Y se ligan las puteadas desde todos lados, desde todas las ideología, puteadas lanzadas así, al anonimato puro, llamándolos negros, clasemedieros, choriplaneros, vagos y varias asquerosidades más. ¿Y los que no saben cambiar, Chiabrando?, preguntará usted. También son parte del mundo, están acá, son amigos, familiares, compatriotas. No por olvidarlos dejarán de existir y de inclinar la balanza. Mejor ocuparse también de ellos, como se pueda. A veces con una palabra a tiempo, otras con una buena patada en el culo.

Yo me incluyo en este colectivo anónimo. Estoy acá jorobando como si estuviera en el teatro Colón, pero si me callo una semana paso a ser un nadie más. Y no se deja de ser un nadie por estar en Facebook, Twitter e Instagram y veinte redes más. Eso sería demasiado simple.

Me pregunto ahora si la historia de esos tipos que cambiaron el mundo para luego desaparecer, como Rimbaud, no era la historia de un tipo que vivió al revés: cuando pudo ser alguien quiso ser nadie, que lo dejaran de jorobar, que lo olvidaran. 

Es verdad que el sueño del capitalismo es que todos sean consumidores y nada más. Cuando el sistema lo logra, estos nadies muestran su peor cara. Esta situación a  veces dura décadas hasta que explota. Vea Europa, vea algunas ciudades estadounidenses. Ahí puede pasar cualquier cosa: un giro a la derecha, a la izquierda, o que todo se prenda fuego. Es mejor que la inmovilidad, creo.

El mejor de todos es el que a pesar de todo no abandona la lucha, el que no deja de ejercer su derecho a pedir, a marchar. Y sobre todo a creer. Imaginemos un momento de la historia, la revolución francesa. Cuántos nadies habría por cada nombre célebre. Los libros ni hablan de la cantidad de muertos anónimos, probablemente ni se conozca el número.

Las revoluciones, el peronismo, el chavismo, les dieron un lugar de privilegio. O al menos eso intentaron. El feminismo también. Siempre como colectivo. Siempre sin nombres, sin singularidades. Luego de toda epopeya, de la que el nadie formó parte, a veces sin saberlo, los nadies se levantaron como todos los días y se fueron a trabajar. No pidieron más que eso. No sabrían pedir más que una vida sin demasiados sobresaltos.

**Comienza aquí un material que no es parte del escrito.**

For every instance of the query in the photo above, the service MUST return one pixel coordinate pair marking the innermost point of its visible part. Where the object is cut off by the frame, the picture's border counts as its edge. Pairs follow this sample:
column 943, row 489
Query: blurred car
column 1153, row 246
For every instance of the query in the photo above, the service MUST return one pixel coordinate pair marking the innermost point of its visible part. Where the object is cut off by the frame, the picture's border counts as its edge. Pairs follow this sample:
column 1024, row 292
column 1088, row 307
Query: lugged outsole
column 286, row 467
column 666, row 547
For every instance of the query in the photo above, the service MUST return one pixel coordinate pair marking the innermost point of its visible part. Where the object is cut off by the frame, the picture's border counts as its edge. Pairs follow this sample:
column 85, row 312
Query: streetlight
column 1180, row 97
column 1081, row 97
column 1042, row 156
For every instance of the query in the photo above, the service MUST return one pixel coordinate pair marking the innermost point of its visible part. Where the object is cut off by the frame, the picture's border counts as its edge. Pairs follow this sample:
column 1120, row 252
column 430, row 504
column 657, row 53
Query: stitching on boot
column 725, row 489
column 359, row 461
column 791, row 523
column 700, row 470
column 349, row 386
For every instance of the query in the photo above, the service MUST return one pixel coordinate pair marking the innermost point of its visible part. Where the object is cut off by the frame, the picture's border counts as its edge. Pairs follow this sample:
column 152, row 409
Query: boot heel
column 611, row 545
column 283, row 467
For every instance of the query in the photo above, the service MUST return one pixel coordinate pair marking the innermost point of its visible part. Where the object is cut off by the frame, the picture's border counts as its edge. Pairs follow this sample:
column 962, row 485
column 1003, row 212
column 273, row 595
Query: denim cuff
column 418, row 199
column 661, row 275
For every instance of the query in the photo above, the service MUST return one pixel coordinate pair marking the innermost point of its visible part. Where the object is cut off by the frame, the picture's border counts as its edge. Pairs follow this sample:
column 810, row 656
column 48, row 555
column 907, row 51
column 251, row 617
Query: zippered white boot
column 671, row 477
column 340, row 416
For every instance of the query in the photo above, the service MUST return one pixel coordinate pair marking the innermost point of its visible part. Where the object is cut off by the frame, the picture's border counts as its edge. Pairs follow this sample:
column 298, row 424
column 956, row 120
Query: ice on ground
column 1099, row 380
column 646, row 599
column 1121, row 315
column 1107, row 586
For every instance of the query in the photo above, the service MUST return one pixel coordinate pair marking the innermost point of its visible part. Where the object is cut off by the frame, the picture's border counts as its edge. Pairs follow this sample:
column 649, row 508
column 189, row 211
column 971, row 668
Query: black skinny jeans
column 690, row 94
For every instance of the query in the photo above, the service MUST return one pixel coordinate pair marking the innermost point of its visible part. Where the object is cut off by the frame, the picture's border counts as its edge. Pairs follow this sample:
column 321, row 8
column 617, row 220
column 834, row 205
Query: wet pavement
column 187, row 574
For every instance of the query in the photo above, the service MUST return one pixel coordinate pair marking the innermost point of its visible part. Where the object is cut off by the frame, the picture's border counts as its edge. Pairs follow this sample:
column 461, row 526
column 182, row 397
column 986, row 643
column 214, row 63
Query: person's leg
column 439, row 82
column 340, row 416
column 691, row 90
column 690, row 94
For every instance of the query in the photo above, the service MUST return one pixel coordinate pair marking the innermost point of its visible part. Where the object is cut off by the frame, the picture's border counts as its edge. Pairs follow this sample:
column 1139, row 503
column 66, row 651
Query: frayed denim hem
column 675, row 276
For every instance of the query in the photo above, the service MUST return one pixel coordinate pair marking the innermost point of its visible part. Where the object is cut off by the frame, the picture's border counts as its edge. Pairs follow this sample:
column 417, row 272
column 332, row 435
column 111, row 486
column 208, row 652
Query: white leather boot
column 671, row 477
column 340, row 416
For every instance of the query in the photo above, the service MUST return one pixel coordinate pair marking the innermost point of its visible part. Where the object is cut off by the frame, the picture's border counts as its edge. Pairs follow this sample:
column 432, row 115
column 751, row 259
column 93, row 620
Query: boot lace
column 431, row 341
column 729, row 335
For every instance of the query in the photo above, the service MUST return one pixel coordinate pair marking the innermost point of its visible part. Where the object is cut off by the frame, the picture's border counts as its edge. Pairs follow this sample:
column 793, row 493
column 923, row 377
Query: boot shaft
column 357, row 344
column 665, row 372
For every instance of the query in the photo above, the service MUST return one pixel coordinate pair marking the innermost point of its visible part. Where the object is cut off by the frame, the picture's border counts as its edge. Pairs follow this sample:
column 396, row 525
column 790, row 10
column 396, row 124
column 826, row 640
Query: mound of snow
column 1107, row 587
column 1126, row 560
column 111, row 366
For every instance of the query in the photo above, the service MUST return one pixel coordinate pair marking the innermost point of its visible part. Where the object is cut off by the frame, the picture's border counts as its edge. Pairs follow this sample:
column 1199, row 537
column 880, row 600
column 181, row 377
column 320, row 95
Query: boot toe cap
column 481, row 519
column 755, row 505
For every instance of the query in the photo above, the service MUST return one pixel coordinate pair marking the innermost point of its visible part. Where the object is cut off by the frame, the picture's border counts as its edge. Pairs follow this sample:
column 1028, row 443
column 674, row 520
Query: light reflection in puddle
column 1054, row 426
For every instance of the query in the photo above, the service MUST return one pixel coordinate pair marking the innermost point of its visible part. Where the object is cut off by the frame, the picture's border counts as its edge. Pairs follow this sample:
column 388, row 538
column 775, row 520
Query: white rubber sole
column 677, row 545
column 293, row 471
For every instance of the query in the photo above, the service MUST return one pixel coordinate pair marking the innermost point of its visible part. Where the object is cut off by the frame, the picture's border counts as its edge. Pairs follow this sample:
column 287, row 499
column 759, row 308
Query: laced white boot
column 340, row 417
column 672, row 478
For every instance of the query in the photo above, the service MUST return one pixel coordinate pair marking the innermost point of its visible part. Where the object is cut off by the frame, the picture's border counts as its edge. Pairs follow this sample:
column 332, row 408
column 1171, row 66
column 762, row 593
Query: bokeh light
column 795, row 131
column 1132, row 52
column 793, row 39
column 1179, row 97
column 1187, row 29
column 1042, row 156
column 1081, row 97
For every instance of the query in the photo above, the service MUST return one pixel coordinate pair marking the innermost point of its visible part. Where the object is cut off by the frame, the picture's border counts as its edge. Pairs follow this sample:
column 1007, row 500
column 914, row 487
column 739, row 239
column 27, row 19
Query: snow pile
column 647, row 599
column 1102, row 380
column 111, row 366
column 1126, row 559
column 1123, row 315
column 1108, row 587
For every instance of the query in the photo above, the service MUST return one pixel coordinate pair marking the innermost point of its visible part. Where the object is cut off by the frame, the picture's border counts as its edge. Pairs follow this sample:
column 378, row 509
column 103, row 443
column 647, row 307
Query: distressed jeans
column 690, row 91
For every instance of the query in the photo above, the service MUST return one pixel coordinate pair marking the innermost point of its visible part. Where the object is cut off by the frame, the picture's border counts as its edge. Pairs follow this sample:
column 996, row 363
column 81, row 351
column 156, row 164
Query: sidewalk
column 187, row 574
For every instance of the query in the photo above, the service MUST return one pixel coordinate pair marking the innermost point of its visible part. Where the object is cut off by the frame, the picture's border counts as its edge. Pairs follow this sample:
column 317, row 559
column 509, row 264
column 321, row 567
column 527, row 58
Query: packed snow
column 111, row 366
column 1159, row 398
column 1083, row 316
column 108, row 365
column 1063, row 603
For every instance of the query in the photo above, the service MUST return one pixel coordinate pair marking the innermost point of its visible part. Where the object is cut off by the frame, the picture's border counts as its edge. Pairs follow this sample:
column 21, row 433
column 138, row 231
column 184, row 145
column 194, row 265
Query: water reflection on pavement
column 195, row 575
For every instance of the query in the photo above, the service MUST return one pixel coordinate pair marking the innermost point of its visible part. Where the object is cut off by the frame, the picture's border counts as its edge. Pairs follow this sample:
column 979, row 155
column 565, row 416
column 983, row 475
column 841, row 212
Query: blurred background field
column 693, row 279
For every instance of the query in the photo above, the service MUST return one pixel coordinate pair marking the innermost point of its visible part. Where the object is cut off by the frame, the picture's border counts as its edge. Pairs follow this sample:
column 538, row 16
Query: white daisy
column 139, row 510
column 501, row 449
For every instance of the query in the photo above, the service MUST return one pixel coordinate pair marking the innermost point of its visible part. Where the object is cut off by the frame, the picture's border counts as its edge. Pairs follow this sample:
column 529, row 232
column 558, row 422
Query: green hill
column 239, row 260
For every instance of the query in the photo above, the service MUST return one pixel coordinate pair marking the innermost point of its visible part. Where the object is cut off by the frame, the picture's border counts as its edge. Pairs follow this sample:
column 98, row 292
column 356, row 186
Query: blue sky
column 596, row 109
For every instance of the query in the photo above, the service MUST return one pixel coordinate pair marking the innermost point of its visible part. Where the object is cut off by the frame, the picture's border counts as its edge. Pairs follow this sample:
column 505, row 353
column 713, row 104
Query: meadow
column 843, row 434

El nadie lee una realidad que es única. No se parece al del que lo quiere arrear. Y menos al del que lo desprecia o desea usarlo. Es la realidad del que quiere participar a pesar de todo, incluso a pesar de saber que puede estar equivocado o de que lo están usando. Ya sé que usted dirá que  entonces es un idiota útil, y yo le diré que a veces sí, hasta que decide que no. En el medio, la historia misma.